Accéder au BIOS ou à l'UEFI d'un PC

Accéder au BIOS ou à l'UEFI d'un PC

Pour régler un problème ou modifier certains paramètres matériels, il faut parfois accéder au BIOS ou à l'UEFI d'un PC. Une manipulation assez simple… quand on connaît la touche à utiliser pour accéder à l'utilitaire de configuration.

Quand on parle d'ordinateur, on pense immanquablement à son système d'exploitation (Windows, macOS, Linux…). Pourtant, il existe un logiciel essentiel au fonctionnement même de la machine qui se cache dans ses entrailles : le BIOS, ou l'UEFI, son successeur plus évolué, utilisé sur les PC récents. Et s'il a vocation à rester totalement invisible au quotidien, il est parfois nécessaire d'y accéder en cas de problème matériel ou de réglage particulier ne pouvant être traité par d'autres voies. L'ennui, c'est que l'accès au BIOS ou à l'UEFI est parfois délicat, d'autant que l'interface qui s'affiche alors a de quoi effrayer les non-initiés par son aspect très technique. Mais avec quelques conseils et précautions, rien de nous empêche d'y faire un tour en cas de besoin, même si c'est par simple curiosité.   

À quoi servent le BIOS et l'UEFI ?

Le BIOS – prononcer « biosse » — est un microprogramme, aussi appelé firmware, en anglais. Comme son nom complet le suggère – BIOS signifiant Basic Input Output System, que l'on peut traduire par « système basique d'entrée-sortie », il s'agit d'un programme « rudimentaire » qui fait office d'intermédiaire entre le matériel et le système d'exploitation. De fait, il est essentiel au fonctionnement du PC. C'est lui, en effet, qui gère tous les composants électroniques, notamment la fréquence de fonctionnement du processeur, les cycles de rafraîchissement de la mémoire vive (la Ram), les accès au système de stockage, les contrôleurs de périphériques, la séquence de démarrage, etc. C'est le premier programme qui se lance quand on allume un PC. Sans lui, un système d'exploitation comme Windows est incapable de détecter et d'utiliser les éléments matériels (internes et externes) de l'ordinateur, et même simplement de se lancer au démarrage !

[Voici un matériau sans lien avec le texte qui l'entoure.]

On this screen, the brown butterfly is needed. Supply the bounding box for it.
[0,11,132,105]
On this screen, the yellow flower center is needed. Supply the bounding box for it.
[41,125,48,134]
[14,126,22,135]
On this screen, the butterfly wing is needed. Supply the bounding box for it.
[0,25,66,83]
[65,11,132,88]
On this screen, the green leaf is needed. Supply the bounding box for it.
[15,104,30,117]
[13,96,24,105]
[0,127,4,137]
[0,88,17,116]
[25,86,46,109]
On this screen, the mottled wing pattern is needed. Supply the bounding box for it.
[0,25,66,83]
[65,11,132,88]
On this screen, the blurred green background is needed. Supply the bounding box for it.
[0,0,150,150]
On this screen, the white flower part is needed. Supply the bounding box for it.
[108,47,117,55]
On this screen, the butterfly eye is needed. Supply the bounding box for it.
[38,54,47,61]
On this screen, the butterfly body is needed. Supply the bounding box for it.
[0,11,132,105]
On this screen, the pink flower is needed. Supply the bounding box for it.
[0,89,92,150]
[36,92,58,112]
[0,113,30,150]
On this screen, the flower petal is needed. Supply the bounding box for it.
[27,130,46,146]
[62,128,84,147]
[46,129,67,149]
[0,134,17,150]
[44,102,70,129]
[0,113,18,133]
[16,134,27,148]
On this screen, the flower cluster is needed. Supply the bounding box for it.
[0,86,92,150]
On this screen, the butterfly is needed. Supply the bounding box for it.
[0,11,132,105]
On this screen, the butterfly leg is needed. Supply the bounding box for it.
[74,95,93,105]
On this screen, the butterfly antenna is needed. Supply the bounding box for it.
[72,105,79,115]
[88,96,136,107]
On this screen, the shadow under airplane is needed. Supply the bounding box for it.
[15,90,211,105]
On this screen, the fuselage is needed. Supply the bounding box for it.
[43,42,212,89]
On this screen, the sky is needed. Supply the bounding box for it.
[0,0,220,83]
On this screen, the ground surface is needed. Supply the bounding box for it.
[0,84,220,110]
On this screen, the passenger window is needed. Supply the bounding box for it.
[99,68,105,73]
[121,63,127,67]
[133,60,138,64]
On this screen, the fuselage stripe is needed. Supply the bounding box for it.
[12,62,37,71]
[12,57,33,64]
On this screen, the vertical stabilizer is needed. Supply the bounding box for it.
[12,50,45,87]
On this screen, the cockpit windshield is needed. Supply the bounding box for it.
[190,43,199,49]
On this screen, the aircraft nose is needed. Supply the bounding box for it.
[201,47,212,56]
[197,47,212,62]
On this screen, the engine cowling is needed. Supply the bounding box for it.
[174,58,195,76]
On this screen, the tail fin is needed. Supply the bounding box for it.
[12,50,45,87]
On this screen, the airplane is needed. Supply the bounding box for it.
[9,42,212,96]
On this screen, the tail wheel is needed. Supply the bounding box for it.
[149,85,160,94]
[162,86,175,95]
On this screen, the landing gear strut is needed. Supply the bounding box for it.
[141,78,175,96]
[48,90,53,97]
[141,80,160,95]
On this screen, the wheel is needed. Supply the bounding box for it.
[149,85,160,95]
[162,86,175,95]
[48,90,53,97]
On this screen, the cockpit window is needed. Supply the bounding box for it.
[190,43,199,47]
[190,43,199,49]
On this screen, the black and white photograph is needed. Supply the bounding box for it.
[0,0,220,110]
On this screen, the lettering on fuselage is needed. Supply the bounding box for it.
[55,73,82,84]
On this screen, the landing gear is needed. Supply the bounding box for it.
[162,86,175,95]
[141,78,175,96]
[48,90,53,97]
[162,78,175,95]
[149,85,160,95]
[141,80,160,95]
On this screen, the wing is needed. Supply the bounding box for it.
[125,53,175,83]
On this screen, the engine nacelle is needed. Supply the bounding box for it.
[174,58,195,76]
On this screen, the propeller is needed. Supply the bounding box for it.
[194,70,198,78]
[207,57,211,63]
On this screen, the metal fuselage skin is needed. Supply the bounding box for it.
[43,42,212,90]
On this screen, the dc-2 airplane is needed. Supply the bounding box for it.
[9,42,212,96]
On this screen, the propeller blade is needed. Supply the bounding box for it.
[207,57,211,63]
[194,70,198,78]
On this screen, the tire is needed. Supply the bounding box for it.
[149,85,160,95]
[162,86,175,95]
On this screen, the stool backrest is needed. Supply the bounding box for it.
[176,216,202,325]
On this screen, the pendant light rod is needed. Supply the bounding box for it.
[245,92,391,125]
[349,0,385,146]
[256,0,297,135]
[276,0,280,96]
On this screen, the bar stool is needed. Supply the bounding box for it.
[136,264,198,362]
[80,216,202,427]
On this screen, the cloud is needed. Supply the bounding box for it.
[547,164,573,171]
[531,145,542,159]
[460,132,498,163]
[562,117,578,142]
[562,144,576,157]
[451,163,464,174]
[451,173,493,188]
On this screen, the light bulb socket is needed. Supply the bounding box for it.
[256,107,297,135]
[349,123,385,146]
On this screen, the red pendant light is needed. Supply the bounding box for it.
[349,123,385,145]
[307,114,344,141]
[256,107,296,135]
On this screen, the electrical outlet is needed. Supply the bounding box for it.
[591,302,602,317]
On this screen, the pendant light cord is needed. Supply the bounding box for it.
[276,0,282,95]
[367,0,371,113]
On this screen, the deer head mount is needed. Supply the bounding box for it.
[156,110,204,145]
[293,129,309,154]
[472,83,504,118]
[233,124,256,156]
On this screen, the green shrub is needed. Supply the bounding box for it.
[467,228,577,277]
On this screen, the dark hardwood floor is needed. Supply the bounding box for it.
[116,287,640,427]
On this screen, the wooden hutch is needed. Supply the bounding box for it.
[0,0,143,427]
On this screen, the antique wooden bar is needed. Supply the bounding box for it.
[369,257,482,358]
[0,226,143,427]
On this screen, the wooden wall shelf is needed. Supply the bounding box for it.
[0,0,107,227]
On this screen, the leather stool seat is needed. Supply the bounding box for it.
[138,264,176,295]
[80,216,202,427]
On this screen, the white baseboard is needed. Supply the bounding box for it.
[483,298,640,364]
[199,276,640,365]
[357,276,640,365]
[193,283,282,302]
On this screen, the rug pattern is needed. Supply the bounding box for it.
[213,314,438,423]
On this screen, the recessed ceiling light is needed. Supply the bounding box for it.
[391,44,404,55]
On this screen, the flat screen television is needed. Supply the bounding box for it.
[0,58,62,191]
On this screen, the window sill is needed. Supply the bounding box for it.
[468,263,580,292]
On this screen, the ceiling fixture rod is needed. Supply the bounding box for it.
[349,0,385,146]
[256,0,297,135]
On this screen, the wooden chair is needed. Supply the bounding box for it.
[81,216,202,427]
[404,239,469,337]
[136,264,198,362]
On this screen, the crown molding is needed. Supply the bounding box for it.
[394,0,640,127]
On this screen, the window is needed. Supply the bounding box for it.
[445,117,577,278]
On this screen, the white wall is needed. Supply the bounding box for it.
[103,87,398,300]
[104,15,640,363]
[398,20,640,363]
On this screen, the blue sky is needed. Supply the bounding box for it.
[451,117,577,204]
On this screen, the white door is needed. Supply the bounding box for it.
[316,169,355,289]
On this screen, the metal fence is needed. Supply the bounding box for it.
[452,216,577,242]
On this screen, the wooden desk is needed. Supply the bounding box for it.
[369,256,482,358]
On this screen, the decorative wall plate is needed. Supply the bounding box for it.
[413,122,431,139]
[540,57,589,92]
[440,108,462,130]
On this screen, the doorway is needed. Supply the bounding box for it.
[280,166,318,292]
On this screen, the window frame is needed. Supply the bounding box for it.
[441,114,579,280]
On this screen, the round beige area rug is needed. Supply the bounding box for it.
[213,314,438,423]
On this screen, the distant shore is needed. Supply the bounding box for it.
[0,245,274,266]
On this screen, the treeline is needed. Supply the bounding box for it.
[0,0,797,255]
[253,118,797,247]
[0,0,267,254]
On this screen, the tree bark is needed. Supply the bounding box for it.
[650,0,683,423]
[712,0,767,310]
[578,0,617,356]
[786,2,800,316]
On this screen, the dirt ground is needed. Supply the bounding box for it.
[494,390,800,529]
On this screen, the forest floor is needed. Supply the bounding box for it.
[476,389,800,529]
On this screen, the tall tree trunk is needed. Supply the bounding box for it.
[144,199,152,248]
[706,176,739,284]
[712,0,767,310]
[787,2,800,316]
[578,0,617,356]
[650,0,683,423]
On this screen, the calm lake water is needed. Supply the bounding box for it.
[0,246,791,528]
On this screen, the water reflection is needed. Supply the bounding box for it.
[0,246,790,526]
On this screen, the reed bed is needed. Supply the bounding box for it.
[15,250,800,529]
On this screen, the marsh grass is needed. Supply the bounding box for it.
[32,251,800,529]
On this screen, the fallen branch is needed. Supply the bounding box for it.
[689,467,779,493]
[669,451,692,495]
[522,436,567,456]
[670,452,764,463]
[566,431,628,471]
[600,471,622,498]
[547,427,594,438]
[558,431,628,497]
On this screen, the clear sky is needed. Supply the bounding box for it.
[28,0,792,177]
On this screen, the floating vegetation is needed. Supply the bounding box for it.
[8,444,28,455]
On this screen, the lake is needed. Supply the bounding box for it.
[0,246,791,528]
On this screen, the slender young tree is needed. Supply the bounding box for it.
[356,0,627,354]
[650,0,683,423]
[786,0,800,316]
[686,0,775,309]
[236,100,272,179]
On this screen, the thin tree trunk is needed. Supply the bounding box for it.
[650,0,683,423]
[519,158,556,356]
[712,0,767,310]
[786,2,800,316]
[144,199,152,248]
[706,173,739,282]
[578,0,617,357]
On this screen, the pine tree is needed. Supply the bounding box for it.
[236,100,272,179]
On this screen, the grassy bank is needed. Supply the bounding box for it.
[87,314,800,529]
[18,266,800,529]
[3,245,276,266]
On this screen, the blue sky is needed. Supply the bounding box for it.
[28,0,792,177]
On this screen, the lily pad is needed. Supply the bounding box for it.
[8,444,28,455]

L'UEFI – pour Unified Extensible Firmware Interface – est une version moderne du BIOS qu'il remplace sur les ordinateurs récents. Il joue le même rôle, mais en offrant davantage de fonctions et de réglages, et, surtout, en affichant une interface beaucoup plus conviviale (voir plus bas). On peut même considérer l'UEFI comme un mini système d'exploitation. Comme le BIOS, il est essentiel au fonctionnement d'un PC et c'est le premier programme qui se lance au démarrage de l'ordinateur.

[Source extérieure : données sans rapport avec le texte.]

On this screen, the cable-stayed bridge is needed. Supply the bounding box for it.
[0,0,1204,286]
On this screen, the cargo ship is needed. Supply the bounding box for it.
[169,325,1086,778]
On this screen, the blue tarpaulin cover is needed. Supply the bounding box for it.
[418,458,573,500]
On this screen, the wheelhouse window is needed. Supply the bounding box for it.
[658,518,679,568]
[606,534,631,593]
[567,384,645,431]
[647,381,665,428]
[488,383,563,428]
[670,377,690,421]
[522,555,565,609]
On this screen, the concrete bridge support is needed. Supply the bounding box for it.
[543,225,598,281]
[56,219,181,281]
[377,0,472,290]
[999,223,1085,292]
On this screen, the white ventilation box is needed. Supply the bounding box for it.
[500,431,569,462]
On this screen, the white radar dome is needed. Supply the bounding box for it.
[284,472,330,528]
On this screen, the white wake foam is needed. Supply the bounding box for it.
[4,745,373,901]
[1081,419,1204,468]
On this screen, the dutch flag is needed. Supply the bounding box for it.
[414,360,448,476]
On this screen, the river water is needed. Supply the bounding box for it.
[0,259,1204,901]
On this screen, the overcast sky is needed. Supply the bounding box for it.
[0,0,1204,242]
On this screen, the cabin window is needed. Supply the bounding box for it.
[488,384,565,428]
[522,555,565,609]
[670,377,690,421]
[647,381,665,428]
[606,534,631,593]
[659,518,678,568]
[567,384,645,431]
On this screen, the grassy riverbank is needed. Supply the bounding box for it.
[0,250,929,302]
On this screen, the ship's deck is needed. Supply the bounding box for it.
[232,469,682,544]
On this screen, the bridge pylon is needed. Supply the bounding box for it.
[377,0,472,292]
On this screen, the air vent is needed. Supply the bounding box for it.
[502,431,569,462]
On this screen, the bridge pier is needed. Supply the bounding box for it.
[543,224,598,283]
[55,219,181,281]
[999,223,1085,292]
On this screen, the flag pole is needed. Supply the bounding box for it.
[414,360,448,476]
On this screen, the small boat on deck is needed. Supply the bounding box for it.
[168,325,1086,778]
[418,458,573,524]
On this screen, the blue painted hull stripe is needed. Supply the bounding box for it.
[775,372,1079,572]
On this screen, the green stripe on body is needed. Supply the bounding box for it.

En pratique, le BIOS et l'UEFI sont logés sur la carte mère, la grande carte électronique qui contient et accueille tous les composants du PC (processeur, mémoire, contrôleurs, connecteurs d'extension, prises, etc.), dans une mémoire flash – une puce. Cette mémoire peut être reprogrammée pour accueillir des mises à jour, le BIOS et l'UEFI étant susceptible d'évoluer pour corriger des bugs ou apporter de nouvelles fonctions, comme tout logiciel. On dit alors qu'on flashe le firmware. Par ailleurs, le BIOS et l'UEFI sont paramétrables : leurs réglages sont conservés dans une mémoire volatile alimentée par une pile ronde et plate située sur la carte mère – pile qui dure plusieurs années, mais qu'il faut changer, quand les paramètres personnalisés s'effacent.     

Quelles sont les différences entre le BIOS et l'UEFI ?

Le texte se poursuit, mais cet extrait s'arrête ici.